King Abdullah’s call for a united Arab Gulf States ‘in a single entity’, ostensibly to protect all GCC members from internal and external threats is destined to fail. Gulf Arab analysts attribute such failure to the fact that the primary objective of establishing a “single entity” is perceived by the smaller states’ rulers as an attempt to consolidate Saudi hegemony over the Gulf States and thus strengthen the Saudis’ bargaining position regionally, particularly regarding future settlement of the Palestinian-Israeli conflict. However, there are more compelling reasons why the “single entity’ proposal would fail.

Prominent among the reasons for the likely failure of the Saudi proposal is the historical mistrust of the Saudi royals among the ruling dynasties of the smaller and weaker Gulf States. Based on their historical experience, the overlords of these smaller Gulf Arab States consider the Saudi royals to be condescending, too rigid, heavy-handed, and confrontational. In addition, the rulers of the smaller States see the Saudi policies as a menace to their “live and let live” strategies, not only within their heterogeneous societies, but also with Iran, with whom they share borders and beneficial relations. The recent transition of power from the ailing and aging Saudi King Abdullah to two well-known pugnacious Princes, Naif and Salman, is more likely to lessen instead of increase cooperation, let alone create unity among the autocracies of the Gulf.

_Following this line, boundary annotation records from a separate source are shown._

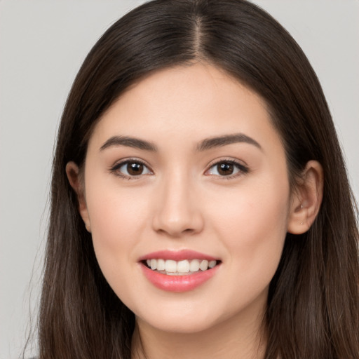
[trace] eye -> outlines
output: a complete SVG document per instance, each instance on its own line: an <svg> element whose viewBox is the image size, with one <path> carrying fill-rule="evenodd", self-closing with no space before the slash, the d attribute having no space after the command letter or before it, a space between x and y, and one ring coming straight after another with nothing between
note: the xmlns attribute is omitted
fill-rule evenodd
<svg viewBox="0 0 359 359"><path fill-rule="evenodd" d="M126 160L116 164L111 169L117 175L129 180L142 175L151 175L152 172L142 161L138 160Z"/></svg>
<svg viewBox="0 0 359 359"><path fill-rule="evenodd" d="M241 163L233 160L225 160L215 163L206 171L205 174L232 178L248 172L248 168Z"/></svg>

Furthermore, the ruling dynasties of the smaller Gulf States can afford to reject the ambitious Saudi plan to form a “single entity’ which they know would be dominated by the Saudi ruling family and its Wahhabi ideology. In the early 1990s, the West began to shift its military presence from Saudi Arabia to the smaller Gulf States; as time passed, the West found these rulers more responsive to Western needs than the Saudis. The gradual shift of Western dependence from the Saudi ruling family to the rulers of the smaller States has diminished Saudi influence in the region and has rendered obsolete the smaller Gulf States’ need for Saudi protection.

The efforts by the Saudis to recruit the kings of Morocco and Jordan to the GCC cartel in order to fend off the spread of the Arab Uprising to the Gulf have been unsuccessful. This and their apparent failure to unite the Gulf Arab States rulers “in a single entity” under their control are more likely to increase the Saudi rulers’ reliance on domestic oppression and intense use of religion to promote their self-interest. However, pursuing these policies will increase the Saudi people’s discontent, which will to domestic strife and regional isolation, eventually hastening the fall of the Saudi monarchy to the very forces they are trying to escape.